In Katniss’ Games, tributes are prized and objectified, put on a pedestal to experience luxury before sending them to their deaths. Most of the Tributes have never encountered basic things like chocolate, a full meal or even running water. The Capitol’s romanticization of them creates a sense of infantilizing pampering.
The Quarter Quell offers a kind of middle-ground, with the effects of Snow’s “revamping” of the Games from a punishment to entertainment only beginning to take place. Tributes are housed in a run-down but functional apartment with food and water. The tributes themselves have also had access to some luxuries, with Haymitch saying his mother made a cake on his birthdays and Maysilee Donner, another tribute from District 12, being used to drinking coffee.
This kind of middle area displays how the wealth disparities between the tributes and the Capitol are significantly smaller in Haymitch’s time, reflecting the trend within oppressive structures where the wealthy grow richer and the lower class grow poorer.
Another case where Collins’ intentions with the novel are hard to miss is the presence of Plutarch Heavensbee, a character that readers know from the original book trilogy. He’s an annoying yet beneficial force that displays two of the major themes: the use of propaganda to manipulate truth and the moral sacrifices made when planting the seeds of a revolution.

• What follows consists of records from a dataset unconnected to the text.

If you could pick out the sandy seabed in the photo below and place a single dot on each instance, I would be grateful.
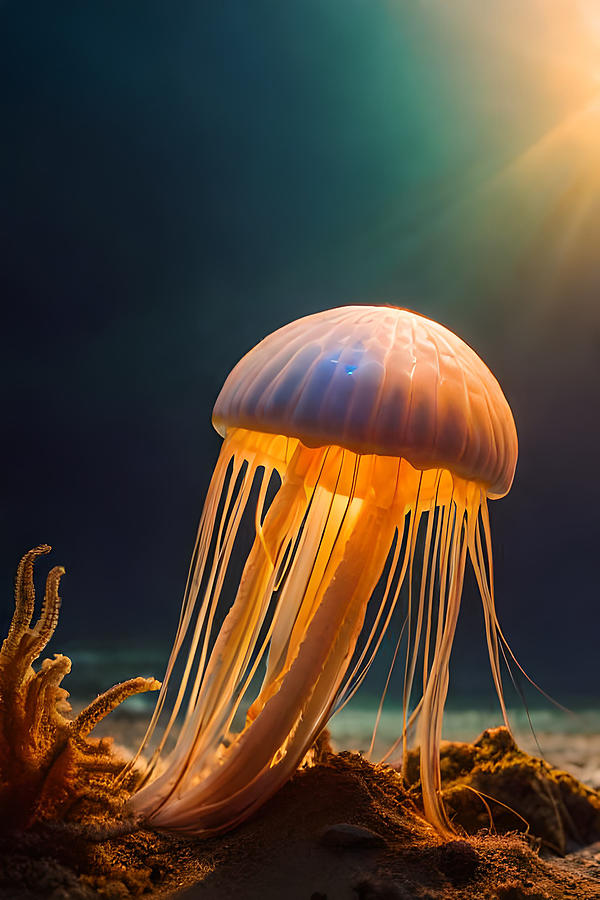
(345, 829)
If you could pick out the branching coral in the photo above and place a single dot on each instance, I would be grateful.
(47, 762)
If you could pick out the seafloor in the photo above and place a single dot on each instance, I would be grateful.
(344, 829)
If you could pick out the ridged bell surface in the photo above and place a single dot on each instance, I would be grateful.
(376, 379)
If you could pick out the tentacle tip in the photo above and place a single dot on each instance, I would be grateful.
(41, 549)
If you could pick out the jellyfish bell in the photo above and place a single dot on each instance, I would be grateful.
(380, 425)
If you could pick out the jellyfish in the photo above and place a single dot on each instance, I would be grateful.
(352, 438)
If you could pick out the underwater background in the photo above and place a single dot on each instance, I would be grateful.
(181, 179)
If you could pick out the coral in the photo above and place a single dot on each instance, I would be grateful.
(491, 783)
(48, 765)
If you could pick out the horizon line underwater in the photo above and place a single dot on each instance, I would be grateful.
(360, 447)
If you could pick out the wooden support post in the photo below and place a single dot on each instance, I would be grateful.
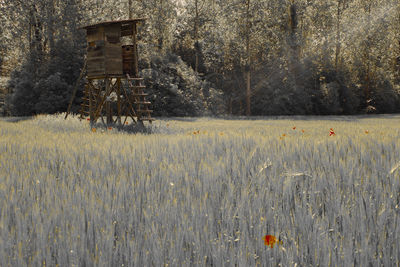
(119, 101)
(135, 52)
(108, 102)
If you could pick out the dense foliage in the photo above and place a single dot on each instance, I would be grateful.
(271, 57)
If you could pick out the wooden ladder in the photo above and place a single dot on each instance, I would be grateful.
(138, 98)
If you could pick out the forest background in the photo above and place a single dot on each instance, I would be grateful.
(213, 57)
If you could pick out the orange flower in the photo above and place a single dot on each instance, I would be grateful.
(270, 240)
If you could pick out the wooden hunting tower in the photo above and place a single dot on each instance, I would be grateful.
(113, 86)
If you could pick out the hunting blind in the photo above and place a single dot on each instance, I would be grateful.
(113, 87)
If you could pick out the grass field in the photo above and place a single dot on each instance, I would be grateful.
(201, 192)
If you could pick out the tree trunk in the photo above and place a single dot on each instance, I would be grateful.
(338, 32)
(130, 9)
(196, 36)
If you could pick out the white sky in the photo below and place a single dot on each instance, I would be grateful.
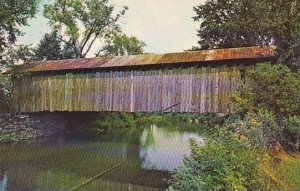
(165, 25)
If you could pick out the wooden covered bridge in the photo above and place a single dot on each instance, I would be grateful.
(198, 81)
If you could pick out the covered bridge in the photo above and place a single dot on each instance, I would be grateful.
(198, 81)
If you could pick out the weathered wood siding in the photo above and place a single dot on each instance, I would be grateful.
(195, 89)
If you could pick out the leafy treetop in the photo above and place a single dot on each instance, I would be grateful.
(81, 23)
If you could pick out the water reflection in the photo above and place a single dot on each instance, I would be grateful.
(62, 161)
(3, 182)
(166, 149)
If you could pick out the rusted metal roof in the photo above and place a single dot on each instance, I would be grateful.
(152, 59)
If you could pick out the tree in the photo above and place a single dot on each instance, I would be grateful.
(121, 44)
(13, 14)
(49, 48)
(81, 23)
(237, 23)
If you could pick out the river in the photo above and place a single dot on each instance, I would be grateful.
(146, 158)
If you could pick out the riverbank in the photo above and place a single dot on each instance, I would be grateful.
(14, 128)
(17, 128)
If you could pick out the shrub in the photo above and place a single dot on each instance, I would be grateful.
(272, 87)
(218, 166)
(4, 93)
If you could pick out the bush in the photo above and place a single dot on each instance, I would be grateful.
(218, 166)
(272, 87)
(4, 93)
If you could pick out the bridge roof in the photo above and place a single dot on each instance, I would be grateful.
(155, 59)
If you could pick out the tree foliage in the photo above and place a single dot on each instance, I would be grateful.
(274, 88)
(49, 48)
(238, 23)
(81, 23)
(121, 44)
(13, 14)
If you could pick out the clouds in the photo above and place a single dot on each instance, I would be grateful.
(165, 25)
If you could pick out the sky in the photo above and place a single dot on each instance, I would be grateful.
(164, 25)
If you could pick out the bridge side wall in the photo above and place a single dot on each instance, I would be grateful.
(196, 89)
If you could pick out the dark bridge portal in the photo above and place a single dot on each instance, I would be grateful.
(199, 81)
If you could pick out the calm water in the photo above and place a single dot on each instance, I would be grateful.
(64, 161)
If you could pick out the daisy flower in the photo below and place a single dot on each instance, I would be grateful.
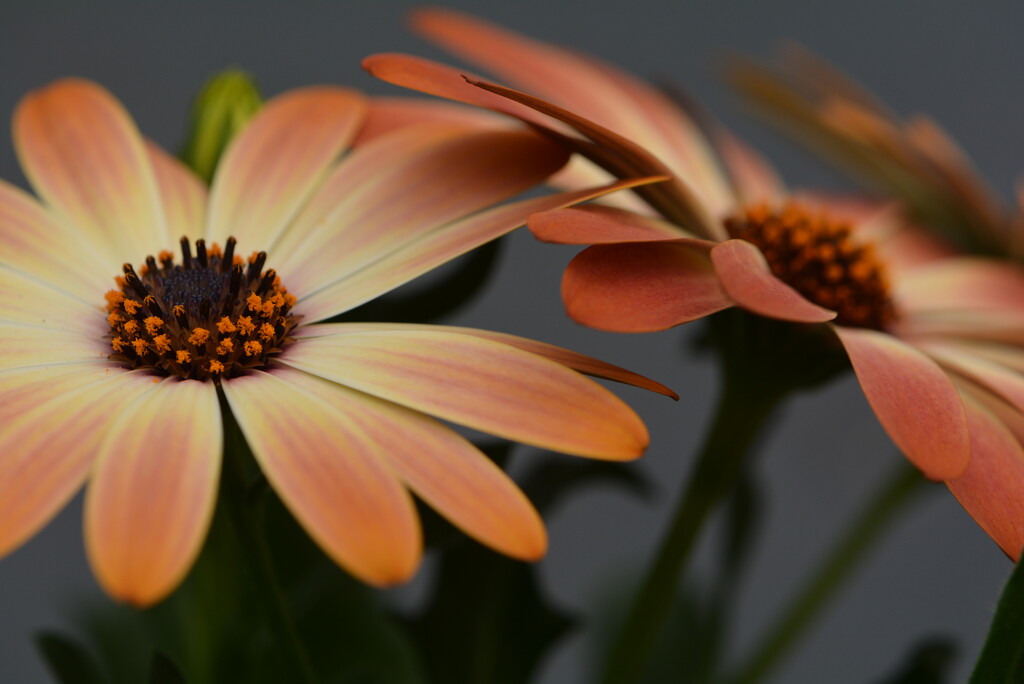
(137, 305)
(934, 339)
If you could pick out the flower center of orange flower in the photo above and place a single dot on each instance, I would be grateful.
(819, 258)
(213, 315)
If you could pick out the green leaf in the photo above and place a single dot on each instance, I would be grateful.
(222, 108)
(1001, 659)
(69, 661)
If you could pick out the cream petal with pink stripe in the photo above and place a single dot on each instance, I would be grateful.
(481, 384)
(83, 155)
(273, 166)
(443, 469)
(152, 494)
(329, 470)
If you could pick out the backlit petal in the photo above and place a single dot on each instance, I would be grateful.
(446, 471)
(152, 495)
(747, 278)
(328, 471)
(275, 163)
(481, 384)
(641, 287)
(85, 158)
(913, 399)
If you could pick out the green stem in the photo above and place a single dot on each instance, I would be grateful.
(743, 408)
(246, 513)
(839, 565)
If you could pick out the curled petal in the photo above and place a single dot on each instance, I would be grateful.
(641, 287)
(913, 399)
(747, 278)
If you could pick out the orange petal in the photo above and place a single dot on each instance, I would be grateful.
(387, 195)
(577, 361)
(328, 471)
(273, 165)
(83, 155)
(443, 469)
(641, 287)
(153, 489)
(181, 191)
(747, 278)
(435, 248)
(596, 224)
(990, 487)
(481, 384)
(913, 399)
(41, 467)
(34, 244)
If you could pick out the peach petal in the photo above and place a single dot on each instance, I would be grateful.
(327, 468)
(275, 163)
(567, 357)
(990, 487)
(391, 195)
(152, 494)
(481, 384)
(435, 248)
(747, 278)
(913, 399)
(33, 243)
(446, 471)
(41, 468)
(641, 287)
(181, 191)
(596, 224)
(83, 155)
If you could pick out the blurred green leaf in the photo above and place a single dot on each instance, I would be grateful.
(1001, 659)
(224, 104)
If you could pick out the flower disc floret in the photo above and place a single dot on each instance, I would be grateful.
(186, 319)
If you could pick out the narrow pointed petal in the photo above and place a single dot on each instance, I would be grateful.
(387, 195)
(641, 287)
(443, 469)
(328, 471)
(435, 248)
(597, 224)
(480, 384)
(747, 278)
(83, 155)
(181, 191)
(41, 468)
(152, 494)
(990, 487)
(272, 167)
(31, 242)
(577, 361)
(913, 399)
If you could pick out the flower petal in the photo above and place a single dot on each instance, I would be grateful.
(152, 495)
(269, 170)
(34, 244)
(181, 191)
(329, 473)
(442, 468)
(747, 278)
(990, 487)
(641, 287)
(390, 193)
(481, 384)
(567, 357)
(83, 155)
(913, 399)
(596, 224)
(435, 248)
(41, 467)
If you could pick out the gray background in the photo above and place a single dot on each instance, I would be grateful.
(935, 573)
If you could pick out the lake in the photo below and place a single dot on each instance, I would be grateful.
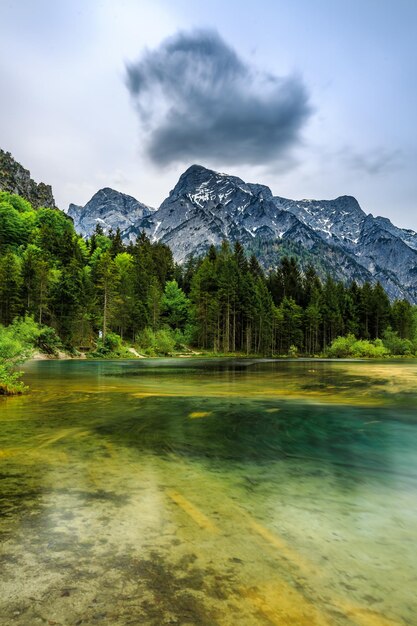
(210, 492)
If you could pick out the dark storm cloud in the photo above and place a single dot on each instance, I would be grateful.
(374, 162)
(196, 99)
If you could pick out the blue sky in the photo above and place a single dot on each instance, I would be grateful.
(341, 76)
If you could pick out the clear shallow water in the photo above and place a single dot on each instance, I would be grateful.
(204, 492)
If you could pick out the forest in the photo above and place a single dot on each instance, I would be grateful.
(97, 295)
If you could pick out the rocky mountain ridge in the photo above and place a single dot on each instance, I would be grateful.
(206, 207)
(16, 179)
(110, 209)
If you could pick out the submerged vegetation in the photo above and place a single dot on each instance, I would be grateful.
(95, 295)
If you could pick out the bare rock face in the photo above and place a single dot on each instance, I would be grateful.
(206, 207)
(15, 179)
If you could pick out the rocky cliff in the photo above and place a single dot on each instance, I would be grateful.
(15, 179)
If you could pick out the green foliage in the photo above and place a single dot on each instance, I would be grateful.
(175, 305)
(13, 351)
(162, 342)
(222, 302)
(109, 347)
(397, 346)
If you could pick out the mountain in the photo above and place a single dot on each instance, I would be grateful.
(205, 207)
(15, 179)
(110, 209)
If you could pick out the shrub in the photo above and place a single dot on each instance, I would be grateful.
(110, 347)
(349, 346)
(395, 345)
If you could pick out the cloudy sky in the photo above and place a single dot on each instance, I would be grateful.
(315, 99)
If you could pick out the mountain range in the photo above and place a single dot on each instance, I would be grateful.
(205, 207)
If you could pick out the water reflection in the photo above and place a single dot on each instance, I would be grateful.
(200, 492)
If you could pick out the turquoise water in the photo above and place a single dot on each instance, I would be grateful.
(210, 492)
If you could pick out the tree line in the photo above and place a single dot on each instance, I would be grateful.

Every move made by Plutarch is one that the readers know is long planned in his goal to bring down the Capitol, and his double agent act is one that was especially frustrating. His moves and countermoves are evident even now, and the way in which he both exploits Haymitch’s pain and assists him in the rebels’ plan is very telling of the slow-burning fire that ebbs away at an oppressive entity.
Through Haymitch’s reluctant participation in the Capitol’s spectacle, Collins underscores the grotesque commodification of human suffering as both punishment and entertainment. The arena itself becomes a cruel mirror, twisting each tribute’s background into a personalized weapon — muttations seemingly designed to haunt them with their own pasts. In this chilling design, Snow and the Capitol are not just tyrannical, but sadistically imaginative.
Yet amid the blood and spectacle, a quiet form of rebellion emerges: the refusal to be emotionally consumed by the Capitol’s gaze. Haymitch and the other tributes repeatedly resist becoming products — not just physically, but emotionally. The haunting mantra “They will not use my tears for entertainment” becomes a defiant shield, a way of reclaiming ownership over pain in a system that demands it for profit. In a world where even grief is repackaged for viewership, this refusal becomes radical.
What Collins truly excels at is depicting the true nature of grief, human survival and the desensitization to death and misfortune. Citizens of the districts navigate life with pain, hunger and death being an ever-present force, always with a loved one to haunt the narrative. Haymitch’s utter despair and anguish over having to lose Lenore Dove, his girlfriend, is such a casual and recurring thought that there’s no mistaking the constant batter of yearning in the back of his mind.
All in all, the book is impeccably paced, explosive with political commentary and utterly captivating from start to finish. I would recommend it to everyone. Collins doesn’t just tell a story, she traps readers in an evolving paradox. As the Hunger Games universe expands, so does the appetite for more; fans clamor to see Finnick Odair’s Games, stories from the “The Dark Days,” and other tributes’ backstories, unknowingly echoing the same voyeuristic hunger that made the Games thrive in Panem.
In doing so, Collins blurs the line between critique and complicity, and forces readers to reckon with the unsettling realization that we too are drawn to the spectacle. We cheer, we theorize, we consume — and in that act of consumption, the Capitol’s legacy lingers. The franchise becomes a mirror, and readers are left wondering whether they are spectators or victims.